The next kink was the language chosen to describe recognition. DOC Office of General Counsel gave the program the green light as long as we did not "certify" a community. We could only "recognize" the community as being StormReady®.

By June 1999, two more StormReady® jurisdictions were recognized within the Tulsa CWA. StormReady was set to expand. Unbeknownst to us, the NWS Strategic Plan for 2000 included a goal of recognizing 20 StormReady® communities in the nation by the end of the fiscal year. This was the moment we knew our baby had grown up! John Ogren became the first national StormReady® program manager. Steve and I advised on how to implement StormReady® nationally, but John did most of the work need to take it national. The establishment of National and Regional Advisory Boards made sense to us. There needed to be some baseline set of standards upon which the Local Advisory Boards could build their programs.

When talk began of making StormReady® a national program, some perceived it as a tornado thing.
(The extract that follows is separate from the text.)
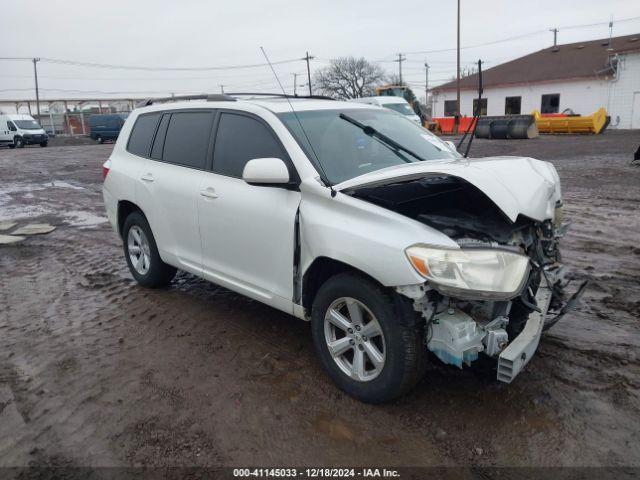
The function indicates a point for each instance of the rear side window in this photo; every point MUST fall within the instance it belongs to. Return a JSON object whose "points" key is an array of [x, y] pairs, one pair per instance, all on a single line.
{"points": [[142, 133], [239, 139], [187, 139], [158, 143]]}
Those outside Tornado Alley were skeptical about its relevance. But on closer inspection of the criteria, could be applied equally well to areas prone to hurricanes or snowstorms. Tornadoes weren't even mentioned. I'd like to call it foresight, but it was just dumb luck! The point of StormReady® was effective communication and preparedness.

Another local boost for the program came from Carroll Fisher, Insurance Commissioner for Oklahoma, publicly stated his endorsement for StormReady®. At a speech before an OEMA Conference in 2000, the Commissioner stated he would encourage insurance companies to offer discounts up to 5 percent on homeowner's insurance in StormReady® communities. Suddenly StormReady® had the potential for tangible economic benefit to citizens in Oklahoma! Although no discount has yet been set, StormReady® has the potential to be a political and economic lever.

In July 2002, we added the 400th StormReady® designation. Words cannot express the satisfaction and awe I feel about this milestone. The greatest satisfaction comes from seeing struggling communities raise their standards and improve their severe weather preparedness. I call these the "second-tier" communities. Yes, we recognized several "first-tier" communities which had already established impressive, successful programs. They deserved recognition and we were glad to do it; however, I am most gratified when I see communities that used StormReady® as motivation to buy that extra piece of equipment, for cajoling their commissioners to fund improved systems, for implementing a local severe weather training program or for seriously revamping their severe weather operations plan.

As is common in our business, we will never know how many lives we have saved by implementing sound preparedness activities. All I know is Steve Piltz's idea has changed the face of this agency. I was just glad to be in the room when it all started!